Point2Pose: Occlusion-Recovering 6D Pose Tracking and 3D Reconstruction for Multiple Unknown Objects Via 2D Point Trackers
For robotic manipulation and augmented reality, this method removes the need for object CAD models or category priors, enabling tracking of unseen objects with occlusion recovery.
Point2Pose enables model-free 6D pose tracking of multiple unknown rigid objects from monocular RGB-D video, using only sparse 2D point initialization. It achieves performance comparable to state-of-the-art on severe-occlusion benchmarks while supporting multi-object tracking and recovery from complete occlusion.

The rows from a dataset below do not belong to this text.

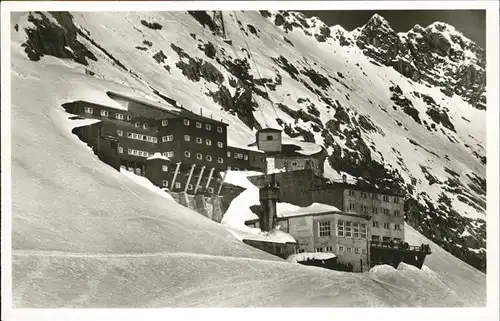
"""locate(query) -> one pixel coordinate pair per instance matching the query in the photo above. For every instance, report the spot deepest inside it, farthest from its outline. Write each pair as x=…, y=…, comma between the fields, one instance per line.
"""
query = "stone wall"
x=282, y=250
x=294, y=186
x=210, y=207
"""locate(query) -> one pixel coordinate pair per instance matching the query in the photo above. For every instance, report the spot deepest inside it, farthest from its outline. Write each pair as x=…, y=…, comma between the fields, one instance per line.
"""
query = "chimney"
x=269, y=196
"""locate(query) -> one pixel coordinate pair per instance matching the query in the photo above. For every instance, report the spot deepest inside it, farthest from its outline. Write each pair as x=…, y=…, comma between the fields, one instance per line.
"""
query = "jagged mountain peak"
x=295, y=73
x=378, y=21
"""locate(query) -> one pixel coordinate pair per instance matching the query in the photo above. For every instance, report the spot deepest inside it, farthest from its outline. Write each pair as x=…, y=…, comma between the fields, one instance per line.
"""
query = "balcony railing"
x=402, y=246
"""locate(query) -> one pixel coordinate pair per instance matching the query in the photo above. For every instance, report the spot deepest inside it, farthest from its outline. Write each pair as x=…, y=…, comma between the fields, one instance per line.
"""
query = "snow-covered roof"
x=310, y=256
x=252, y=148
x=314, y=208
x=269, y=129
x=306, y=148
x=158, y=156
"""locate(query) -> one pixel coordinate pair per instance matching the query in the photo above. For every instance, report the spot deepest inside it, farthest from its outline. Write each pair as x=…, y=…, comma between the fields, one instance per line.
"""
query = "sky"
x=472, y=23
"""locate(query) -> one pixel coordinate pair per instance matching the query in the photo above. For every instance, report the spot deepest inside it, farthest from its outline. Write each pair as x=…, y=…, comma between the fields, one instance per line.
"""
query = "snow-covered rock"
x=92, y=237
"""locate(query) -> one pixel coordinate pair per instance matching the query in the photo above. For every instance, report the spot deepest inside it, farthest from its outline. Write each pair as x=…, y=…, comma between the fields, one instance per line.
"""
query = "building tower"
x=269, y=196
x=219, y=21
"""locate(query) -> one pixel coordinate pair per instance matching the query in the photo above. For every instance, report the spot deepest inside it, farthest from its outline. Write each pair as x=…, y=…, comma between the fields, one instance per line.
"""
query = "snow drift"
x=85, y=235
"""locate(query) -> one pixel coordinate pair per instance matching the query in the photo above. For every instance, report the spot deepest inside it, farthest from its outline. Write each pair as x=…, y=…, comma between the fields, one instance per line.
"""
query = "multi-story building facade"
x=344, y=234
x=195, y=145
x=386, y=209
x=288, y=155
x=246, y=158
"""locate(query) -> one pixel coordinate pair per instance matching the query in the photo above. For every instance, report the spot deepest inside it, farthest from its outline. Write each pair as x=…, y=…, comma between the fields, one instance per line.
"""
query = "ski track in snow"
x=160, y=253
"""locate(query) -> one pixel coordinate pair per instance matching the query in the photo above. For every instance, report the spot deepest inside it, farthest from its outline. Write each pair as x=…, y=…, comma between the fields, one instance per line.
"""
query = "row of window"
x=130, y=135
x=199, y=125
x=364, y=209
x=134, y=152
x=119, y=116
x=342, y=248
x=349, y=249
x=385, y=239
x=187, y=138
x=373, y=196
x=238, y=155
x=351, y=229
x=387, y=226
x=164, y=183
x=199, y=156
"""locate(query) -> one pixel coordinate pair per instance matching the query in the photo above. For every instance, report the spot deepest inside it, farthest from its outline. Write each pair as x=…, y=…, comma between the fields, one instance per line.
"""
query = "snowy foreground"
x=85, y=235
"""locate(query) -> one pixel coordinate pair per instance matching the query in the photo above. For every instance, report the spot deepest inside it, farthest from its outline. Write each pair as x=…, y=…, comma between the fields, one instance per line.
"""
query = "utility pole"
x=199, y=179
x=223, y=179
x=189, y=178
x=210, y=177
x=219, y=21
x=175, y=176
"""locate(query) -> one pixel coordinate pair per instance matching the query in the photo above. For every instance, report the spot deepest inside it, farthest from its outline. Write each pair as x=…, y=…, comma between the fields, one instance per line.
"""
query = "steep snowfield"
x=85, y=235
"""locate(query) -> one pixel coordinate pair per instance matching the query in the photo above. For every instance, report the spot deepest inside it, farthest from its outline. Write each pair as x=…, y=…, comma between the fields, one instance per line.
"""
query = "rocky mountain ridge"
x=437, y=55
x=320, y=84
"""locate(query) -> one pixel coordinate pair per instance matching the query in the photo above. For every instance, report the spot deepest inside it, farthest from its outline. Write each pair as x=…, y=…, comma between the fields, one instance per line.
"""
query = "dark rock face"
x=59, y=41
x=425, y=55
x=160, y=57
x=152, y=25
x=204, y=19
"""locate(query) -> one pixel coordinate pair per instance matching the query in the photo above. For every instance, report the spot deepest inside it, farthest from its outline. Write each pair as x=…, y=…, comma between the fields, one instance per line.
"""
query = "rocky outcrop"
x=438, y=55
x=55, y=39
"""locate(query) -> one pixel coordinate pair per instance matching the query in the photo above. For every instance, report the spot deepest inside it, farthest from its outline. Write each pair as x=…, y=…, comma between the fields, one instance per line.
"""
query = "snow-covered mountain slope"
x=376, y=124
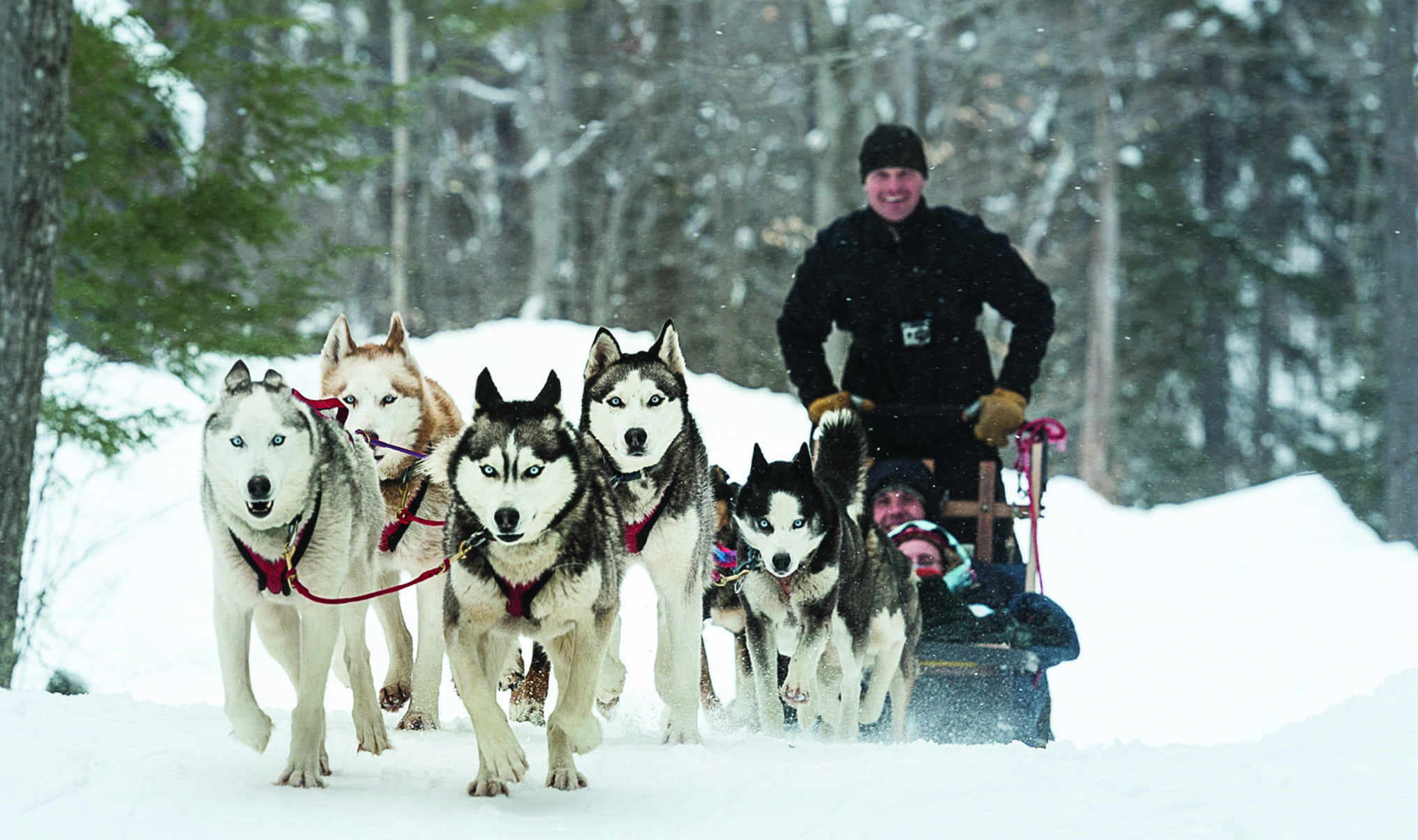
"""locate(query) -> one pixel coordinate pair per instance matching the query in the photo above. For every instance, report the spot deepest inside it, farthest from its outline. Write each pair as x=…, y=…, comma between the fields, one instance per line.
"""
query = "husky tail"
x=839, y=460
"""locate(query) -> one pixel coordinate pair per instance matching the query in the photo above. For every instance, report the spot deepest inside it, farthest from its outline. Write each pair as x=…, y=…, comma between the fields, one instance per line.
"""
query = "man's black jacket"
x=939, y=264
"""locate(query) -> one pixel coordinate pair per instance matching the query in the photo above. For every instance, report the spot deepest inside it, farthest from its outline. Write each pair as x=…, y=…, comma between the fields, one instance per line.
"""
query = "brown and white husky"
x=391, y=403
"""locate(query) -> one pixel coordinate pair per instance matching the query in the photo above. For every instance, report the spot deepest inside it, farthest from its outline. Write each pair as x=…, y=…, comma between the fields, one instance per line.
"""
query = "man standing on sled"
x=909, y=283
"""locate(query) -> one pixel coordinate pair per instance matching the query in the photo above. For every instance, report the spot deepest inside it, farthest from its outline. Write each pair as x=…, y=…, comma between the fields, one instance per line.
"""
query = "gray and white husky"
x=636, y=410
x=537, y=544
x=827, y=590
x=285, y=493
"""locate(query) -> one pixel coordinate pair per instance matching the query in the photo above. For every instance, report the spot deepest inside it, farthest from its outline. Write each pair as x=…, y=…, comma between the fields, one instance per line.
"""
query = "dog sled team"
x=521, y=523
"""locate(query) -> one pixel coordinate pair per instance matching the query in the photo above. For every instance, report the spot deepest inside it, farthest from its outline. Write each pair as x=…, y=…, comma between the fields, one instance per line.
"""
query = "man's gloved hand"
x=841, y=400
x=1001, y=414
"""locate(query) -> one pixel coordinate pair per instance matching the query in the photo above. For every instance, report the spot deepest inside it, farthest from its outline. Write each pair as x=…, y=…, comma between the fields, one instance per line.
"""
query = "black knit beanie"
x=893, y=145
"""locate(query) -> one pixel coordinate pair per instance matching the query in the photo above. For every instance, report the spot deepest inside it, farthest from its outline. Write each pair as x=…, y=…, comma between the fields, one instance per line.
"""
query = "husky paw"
x=486, y=786
x=504, y=761
x=677, y=734
x=393, y=696
x=304, y=772
x=372, y=734
x=794, y=696
x=251, y=727
x=565, y=778
x=419, y=720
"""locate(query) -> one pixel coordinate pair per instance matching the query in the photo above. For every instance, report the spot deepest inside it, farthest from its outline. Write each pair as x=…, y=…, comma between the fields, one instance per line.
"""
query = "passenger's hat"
x=893, y=145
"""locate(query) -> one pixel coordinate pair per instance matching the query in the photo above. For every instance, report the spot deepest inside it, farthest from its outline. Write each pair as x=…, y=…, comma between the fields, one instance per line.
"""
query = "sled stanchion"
x=1031, y=571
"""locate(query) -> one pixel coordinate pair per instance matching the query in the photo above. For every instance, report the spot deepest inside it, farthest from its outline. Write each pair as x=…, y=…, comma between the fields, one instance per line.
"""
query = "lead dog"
x=636, y=412
x=537, y=540
x=391, y=401
x=834, y=602
x=285, y=490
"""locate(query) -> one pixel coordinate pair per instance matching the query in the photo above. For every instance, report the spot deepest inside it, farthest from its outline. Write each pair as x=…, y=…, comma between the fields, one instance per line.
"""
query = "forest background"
x=1220, y=193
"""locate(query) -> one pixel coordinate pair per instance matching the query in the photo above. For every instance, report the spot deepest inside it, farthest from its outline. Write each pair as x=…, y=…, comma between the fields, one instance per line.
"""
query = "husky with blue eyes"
x=824, y=588
x=403, y=414
x=537, y=547
x=288, y=496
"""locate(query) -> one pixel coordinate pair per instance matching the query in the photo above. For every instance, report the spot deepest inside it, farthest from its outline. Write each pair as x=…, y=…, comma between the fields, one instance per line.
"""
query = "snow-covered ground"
x=1247, y=670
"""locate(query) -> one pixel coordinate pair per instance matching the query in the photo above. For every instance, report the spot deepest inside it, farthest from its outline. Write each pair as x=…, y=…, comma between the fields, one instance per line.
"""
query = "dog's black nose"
x=507, y=519
x=258, y=486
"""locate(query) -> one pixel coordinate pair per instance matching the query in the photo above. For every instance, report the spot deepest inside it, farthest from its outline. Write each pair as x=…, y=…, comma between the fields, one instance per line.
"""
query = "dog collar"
x=639, y=533
x=274, y=576
x=394, y=530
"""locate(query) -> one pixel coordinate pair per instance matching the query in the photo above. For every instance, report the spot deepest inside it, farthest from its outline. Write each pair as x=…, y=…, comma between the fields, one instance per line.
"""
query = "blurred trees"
x=1203, y=188
x=34, y=70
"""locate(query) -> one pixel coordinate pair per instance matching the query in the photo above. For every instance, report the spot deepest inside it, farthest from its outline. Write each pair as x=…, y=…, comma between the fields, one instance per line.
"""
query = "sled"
x=969, y=693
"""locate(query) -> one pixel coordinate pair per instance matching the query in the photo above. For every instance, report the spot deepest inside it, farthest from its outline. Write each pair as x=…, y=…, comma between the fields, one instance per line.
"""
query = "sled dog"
x=824, y=590
x=285, y=492
x=537, y=544
x=636, y=412
x=391, y=401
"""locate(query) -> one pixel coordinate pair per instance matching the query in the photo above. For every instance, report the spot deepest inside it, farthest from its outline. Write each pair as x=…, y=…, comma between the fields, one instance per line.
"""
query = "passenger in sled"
x=909, y=283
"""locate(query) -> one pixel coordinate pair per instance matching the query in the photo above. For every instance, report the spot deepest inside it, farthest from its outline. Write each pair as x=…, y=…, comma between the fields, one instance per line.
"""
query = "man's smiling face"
x=894, y=192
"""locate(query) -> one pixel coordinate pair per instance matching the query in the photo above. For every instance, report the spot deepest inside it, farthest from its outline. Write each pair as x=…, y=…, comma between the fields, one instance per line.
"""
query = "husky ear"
x=485, y=394
x=338, y=345
x=759, y=463
x=551, y=394
x=604, y=352
x=435, y=467
x=239, y=379
x=667, y=347
x=803, y=459
x=397, y=336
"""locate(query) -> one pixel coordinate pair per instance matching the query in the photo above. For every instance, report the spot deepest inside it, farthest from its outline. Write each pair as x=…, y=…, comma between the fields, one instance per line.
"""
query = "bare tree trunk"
x=399, y=186
x=1213, y=382
x=1400, y=269
x=36, y=38
x=1102, y=303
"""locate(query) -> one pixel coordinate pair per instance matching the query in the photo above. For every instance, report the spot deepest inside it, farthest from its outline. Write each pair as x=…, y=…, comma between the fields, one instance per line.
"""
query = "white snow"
x=1247, y=670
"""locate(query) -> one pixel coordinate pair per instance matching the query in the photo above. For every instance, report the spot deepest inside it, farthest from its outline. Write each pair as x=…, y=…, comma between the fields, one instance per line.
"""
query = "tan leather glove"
x=1001, y=414
x=841, y=400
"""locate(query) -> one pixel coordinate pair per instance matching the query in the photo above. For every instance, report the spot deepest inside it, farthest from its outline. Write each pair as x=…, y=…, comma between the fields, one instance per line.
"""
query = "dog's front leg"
x=763, y=655
x=850, y=682
x=396, y=690
x=248, y=723
x=320, y=627
x=423, y=712
x=677, y=661
x=572, y=728
x=369, y=723
x=475, y=658
x=802, y=677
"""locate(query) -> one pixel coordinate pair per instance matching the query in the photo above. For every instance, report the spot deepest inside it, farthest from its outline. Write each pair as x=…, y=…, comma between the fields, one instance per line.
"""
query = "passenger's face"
x=894, y=192
x=923, y=557
x=894, y=507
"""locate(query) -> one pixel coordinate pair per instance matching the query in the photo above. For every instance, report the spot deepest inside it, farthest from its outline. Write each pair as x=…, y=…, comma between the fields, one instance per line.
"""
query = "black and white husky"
x=826, y=588
x=537, y=544
x=290, y=500
x=636, y=411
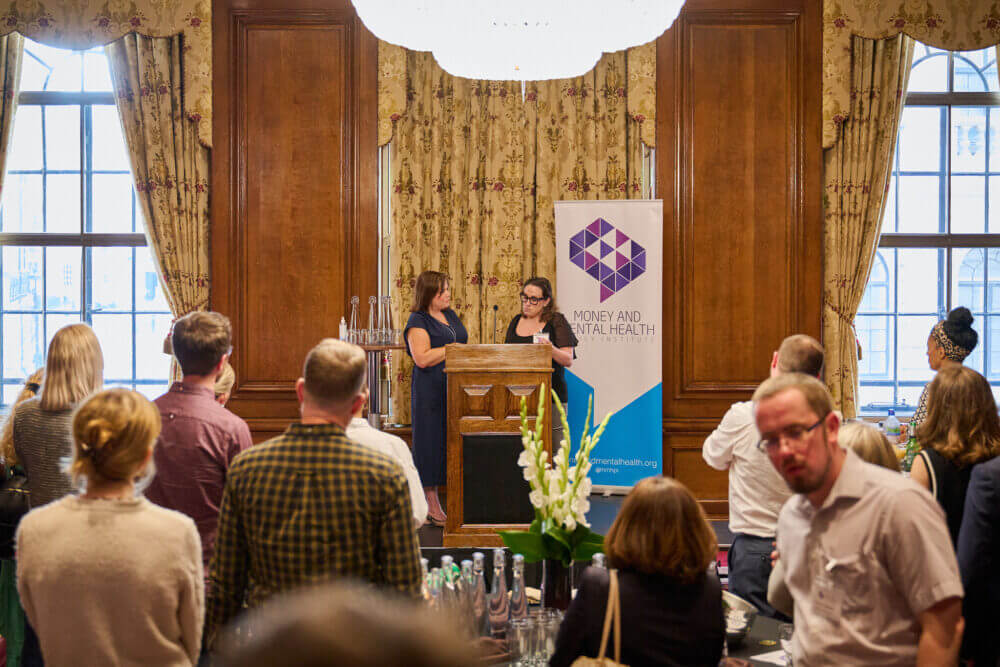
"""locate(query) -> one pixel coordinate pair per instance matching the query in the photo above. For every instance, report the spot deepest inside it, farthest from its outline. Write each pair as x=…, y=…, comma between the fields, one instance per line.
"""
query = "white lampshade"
x=520, y=40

We present Point2Pose, a model-free method for causal 6D pose tracking of multiple rigid objects from monocular RGB-D video. Initialized only from sparse image points on the objects to be tracked, our approach tracks multiple unseen objects without requiring object CAD models or category priors. Point2Pose leverages a 2D point tracker to obtain long-range correspondences, enabling instant recovery after complete occlusion. Simultaneously, the system incrementally reconstructs an online Truncated Signed Distance Function (TSDF) representation of the tracked targets. Alongside the method, we introduce a new multi-object tracking dataset comprising both simulation and real-world sequences, with motion-capture ground truth for evaluation. Experiments show that Point2Pose achieves performance comparable to the state-of-the-art methods on a severe-occlusion benchmark, while additionally supporting multi-object tracking and recovery from complete occlusion, capabilities that are not supported by previous model-free tracking approaches.